Upfront let me say: there was nothing wrong in the former President or a popular star being frisked. There is everything wrong in going to the town tom-toming about how hurt you are that someone checked you in the airport. True, ex-Prex didnt personally make an issue. I am talking about everyone who did. I dont want to pretend that it was totally a creation of the media. Even if the controversy surrounding the two personalities may have been media circus, the structure of feeling is very common in India of which we regularly find evidence.

The issue is not what Shah Rukh or ex-Prez felt. The issue is why the people of India tend to associate national pride with issues of privilege. Not being frisked is a privilege. Seeing such a privilege as matter of national pride does not enhance anybody’s IQ. In fact the brouhaha perhaps harmed the image of India more than anything else.
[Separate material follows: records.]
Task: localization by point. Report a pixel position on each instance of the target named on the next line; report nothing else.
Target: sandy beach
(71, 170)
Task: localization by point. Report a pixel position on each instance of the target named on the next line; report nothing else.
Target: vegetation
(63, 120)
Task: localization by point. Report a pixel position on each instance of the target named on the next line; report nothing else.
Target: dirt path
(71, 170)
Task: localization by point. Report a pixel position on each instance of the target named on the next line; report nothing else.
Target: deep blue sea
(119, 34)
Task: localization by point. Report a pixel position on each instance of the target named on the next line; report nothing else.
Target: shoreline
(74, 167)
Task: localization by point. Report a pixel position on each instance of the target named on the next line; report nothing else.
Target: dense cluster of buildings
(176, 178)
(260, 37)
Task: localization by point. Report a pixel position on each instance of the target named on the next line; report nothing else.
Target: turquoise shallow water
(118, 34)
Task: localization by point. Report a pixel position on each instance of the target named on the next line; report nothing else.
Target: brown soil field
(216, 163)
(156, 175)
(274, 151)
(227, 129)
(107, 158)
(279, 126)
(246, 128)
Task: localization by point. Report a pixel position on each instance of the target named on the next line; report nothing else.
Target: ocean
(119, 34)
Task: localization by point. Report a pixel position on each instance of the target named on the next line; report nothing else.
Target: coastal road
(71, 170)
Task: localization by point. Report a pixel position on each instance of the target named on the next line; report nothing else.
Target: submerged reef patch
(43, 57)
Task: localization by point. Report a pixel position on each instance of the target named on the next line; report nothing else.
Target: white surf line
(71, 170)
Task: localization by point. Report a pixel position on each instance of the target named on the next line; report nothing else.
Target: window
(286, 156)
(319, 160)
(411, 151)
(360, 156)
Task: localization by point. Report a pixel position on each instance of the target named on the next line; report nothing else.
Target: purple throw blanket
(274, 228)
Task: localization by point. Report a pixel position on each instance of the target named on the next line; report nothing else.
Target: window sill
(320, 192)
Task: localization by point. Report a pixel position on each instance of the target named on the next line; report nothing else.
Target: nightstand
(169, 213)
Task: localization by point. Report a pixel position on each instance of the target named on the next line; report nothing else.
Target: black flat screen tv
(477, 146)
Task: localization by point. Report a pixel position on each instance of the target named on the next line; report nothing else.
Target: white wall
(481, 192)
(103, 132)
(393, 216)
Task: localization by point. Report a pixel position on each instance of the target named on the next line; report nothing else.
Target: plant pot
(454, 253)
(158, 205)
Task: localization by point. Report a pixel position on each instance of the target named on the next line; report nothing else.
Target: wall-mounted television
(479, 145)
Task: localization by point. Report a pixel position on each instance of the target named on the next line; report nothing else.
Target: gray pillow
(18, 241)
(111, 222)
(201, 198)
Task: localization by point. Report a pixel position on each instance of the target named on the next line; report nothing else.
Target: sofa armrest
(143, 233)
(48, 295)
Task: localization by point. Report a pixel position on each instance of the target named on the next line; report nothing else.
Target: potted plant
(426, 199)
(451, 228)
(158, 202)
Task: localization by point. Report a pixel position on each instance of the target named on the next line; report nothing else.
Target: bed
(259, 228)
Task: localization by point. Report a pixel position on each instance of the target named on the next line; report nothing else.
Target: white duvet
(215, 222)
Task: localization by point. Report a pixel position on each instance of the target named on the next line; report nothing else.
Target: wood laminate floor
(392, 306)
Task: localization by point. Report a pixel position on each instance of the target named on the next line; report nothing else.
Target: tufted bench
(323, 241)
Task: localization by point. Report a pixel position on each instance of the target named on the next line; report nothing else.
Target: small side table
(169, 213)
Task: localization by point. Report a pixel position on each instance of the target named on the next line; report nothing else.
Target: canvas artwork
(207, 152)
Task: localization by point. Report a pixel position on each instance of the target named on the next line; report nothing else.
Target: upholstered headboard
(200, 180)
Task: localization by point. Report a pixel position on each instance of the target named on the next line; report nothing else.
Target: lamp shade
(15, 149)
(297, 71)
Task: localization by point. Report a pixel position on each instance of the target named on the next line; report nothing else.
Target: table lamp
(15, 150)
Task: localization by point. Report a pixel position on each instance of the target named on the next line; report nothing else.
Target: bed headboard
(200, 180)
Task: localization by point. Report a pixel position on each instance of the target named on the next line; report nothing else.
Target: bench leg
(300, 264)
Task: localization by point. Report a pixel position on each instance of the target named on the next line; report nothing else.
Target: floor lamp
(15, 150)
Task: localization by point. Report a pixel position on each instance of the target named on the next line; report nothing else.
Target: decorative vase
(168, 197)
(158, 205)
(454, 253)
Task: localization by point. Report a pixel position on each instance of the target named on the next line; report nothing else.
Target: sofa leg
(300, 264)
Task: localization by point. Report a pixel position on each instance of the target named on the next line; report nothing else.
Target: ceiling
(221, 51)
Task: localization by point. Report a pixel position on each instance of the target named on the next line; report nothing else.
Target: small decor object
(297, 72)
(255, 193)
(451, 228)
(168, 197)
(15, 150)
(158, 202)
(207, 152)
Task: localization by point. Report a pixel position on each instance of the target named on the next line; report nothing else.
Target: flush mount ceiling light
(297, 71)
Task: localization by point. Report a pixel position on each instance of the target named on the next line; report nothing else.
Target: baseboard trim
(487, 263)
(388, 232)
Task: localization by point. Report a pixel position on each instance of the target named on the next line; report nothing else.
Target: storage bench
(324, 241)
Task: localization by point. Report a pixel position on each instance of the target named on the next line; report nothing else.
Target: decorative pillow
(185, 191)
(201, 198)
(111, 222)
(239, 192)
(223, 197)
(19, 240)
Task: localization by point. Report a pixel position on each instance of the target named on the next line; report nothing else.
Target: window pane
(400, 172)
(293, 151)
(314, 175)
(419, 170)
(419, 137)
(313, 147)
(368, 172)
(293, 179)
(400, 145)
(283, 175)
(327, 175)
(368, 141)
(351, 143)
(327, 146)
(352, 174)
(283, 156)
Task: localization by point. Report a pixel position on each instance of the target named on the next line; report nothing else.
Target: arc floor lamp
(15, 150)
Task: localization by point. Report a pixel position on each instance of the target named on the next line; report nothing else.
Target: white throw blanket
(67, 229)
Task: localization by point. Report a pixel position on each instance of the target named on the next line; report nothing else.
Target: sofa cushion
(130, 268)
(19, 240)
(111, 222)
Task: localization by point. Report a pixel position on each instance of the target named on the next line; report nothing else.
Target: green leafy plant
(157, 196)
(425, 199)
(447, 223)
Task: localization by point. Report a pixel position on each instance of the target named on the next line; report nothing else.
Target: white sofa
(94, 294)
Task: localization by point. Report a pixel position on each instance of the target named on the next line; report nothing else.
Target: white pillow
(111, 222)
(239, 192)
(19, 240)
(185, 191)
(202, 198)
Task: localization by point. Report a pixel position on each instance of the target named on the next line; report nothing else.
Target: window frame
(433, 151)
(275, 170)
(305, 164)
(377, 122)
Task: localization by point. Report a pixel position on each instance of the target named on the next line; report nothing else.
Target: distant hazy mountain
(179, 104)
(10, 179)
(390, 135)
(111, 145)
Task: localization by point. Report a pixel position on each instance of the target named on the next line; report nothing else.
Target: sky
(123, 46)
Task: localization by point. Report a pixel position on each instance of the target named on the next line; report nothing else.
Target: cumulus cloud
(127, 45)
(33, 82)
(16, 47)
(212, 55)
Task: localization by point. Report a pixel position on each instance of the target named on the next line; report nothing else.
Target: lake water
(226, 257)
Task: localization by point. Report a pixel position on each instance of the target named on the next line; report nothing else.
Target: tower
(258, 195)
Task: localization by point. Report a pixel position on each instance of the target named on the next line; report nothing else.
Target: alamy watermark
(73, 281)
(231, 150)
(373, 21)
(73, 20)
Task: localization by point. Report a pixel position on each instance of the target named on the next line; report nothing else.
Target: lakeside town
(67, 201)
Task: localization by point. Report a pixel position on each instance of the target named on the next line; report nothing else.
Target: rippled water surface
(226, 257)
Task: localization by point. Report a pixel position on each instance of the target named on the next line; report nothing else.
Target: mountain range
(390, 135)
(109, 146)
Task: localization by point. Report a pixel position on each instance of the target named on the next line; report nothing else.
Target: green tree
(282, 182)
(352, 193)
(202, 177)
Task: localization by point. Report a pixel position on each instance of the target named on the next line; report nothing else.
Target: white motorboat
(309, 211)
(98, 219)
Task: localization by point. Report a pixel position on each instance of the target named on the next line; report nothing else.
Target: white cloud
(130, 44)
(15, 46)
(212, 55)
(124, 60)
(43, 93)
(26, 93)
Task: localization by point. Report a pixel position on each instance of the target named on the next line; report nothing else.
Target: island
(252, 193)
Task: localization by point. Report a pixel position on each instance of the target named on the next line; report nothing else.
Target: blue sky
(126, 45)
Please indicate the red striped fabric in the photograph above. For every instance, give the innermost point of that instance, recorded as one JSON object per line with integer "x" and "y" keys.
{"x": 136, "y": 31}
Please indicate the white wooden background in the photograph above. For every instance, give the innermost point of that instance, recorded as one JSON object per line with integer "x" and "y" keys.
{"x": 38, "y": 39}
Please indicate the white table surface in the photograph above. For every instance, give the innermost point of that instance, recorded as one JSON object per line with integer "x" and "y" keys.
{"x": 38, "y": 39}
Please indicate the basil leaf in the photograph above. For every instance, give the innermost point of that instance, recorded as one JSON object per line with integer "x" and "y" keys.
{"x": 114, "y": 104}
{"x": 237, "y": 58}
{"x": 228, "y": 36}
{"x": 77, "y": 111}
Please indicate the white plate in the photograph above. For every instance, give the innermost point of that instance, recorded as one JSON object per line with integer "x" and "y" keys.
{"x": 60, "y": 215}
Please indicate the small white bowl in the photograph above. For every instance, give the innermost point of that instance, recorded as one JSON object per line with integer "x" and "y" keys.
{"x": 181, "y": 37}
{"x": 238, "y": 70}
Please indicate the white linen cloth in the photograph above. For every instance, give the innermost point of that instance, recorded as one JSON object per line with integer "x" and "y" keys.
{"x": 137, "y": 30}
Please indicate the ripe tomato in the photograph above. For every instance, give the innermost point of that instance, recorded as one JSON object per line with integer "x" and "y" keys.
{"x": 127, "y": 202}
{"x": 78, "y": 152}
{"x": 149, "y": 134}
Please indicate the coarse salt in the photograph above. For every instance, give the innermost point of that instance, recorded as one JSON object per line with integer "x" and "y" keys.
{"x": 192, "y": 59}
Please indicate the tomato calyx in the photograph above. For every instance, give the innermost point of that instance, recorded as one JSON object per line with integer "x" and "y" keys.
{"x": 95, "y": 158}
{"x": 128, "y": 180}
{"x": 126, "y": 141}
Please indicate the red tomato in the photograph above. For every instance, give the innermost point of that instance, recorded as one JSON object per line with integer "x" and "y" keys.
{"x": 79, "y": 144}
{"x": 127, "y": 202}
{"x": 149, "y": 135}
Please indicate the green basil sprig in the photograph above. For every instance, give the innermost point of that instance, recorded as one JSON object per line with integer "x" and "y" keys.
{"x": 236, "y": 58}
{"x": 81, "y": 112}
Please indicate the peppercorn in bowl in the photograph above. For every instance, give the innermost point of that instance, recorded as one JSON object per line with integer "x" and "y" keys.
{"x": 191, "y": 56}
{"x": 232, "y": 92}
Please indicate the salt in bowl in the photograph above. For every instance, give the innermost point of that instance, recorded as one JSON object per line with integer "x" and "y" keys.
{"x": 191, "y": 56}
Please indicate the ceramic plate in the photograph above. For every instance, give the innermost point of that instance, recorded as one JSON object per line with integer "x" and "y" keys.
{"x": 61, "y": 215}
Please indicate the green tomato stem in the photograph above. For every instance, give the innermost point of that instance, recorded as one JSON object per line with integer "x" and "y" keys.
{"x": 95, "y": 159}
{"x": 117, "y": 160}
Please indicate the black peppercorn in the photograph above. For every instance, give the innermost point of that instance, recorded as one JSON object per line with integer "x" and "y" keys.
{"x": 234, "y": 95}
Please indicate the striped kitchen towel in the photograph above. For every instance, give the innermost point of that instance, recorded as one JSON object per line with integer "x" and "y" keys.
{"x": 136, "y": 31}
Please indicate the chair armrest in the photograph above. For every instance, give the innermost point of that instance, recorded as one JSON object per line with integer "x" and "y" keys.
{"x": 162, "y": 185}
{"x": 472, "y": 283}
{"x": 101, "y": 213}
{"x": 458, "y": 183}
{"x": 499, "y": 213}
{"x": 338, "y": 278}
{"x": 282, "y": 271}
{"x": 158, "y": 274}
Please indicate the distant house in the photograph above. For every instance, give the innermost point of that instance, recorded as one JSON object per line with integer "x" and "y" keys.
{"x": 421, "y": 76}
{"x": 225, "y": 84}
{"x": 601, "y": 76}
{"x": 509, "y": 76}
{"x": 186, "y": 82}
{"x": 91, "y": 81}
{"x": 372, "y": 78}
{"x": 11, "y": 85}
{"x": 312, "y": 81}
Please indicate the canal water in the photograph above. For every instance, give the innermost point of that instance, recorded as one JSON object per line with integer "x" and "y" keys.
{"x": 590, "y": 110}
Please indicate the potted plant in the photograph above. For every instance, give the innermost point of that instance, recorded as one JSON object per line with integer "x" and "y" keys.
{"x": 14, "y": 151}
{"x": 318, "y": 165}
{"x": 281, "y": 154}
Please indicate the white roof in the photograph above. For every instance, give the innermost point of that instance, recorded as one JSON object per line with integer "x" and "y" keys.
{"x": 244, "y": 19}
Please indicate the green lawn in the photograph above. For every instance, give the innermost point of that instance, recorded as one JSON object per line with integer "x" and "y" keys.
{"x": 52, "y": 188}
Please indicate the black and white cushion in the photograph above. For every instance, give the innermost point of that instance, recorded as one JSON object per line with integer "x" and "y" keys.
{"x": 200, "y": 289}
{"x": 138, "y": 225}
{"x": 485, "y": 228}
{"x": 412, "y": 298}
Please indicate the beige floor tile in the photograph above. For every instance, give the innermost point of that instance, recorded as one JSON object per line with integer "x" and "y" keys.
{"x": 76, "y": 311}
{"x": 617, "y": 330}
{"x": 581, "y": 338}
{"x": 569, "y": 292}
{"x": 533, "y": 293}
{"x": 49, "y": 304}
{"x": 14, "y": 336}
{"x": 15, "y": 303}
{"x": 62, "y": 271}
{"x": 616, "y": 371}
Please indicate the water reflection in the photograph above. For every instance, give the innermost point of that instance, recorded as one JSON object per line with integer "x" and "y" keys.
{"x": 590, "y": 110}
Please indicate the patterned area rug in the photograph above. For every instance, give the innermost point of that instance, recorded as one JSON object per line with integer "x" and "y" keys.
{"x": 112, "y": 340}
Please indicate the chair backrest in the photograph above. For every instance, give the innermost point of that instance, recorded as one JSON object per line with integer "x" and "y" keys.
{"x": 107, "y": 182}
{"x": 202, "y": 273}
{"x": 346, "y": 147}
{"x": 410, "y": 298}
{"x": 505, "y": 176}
Why should the identity of India be invoked in an issue so obviously related to security protocols. If the officers were less than civil to Shah Rukh, then it is a matter of significance. If their reason for delaying him and asking him strange questions were related as Shah Rukh said to his name, it is a grave matter. But, none of this necessitate the invocation of national pride; national identity. That Indian government felt it necessary to respond, is a sign of how sensitive we are to the world’s reaction to us.

from: google images

from: google images

Such reactions only indicate that as far as the national identity is concerned, whatever that may be, however much doubtful we are of it, in India there is so much of anxiety. Why is the society in India, the civil society, the media, the bureaucracy, the ruling class etc, so anxious that the world see us exactly as we wish ourselves to be seen?

I think right now the biggest challenge we are facing is not so much naxalism but nationalism. The monster invoked as an anti-colonial and integrating strategy is now coming to our grief as it is giving rise to so many nationalisms. The million mutinies are really nationalism taking deeper roots in our society.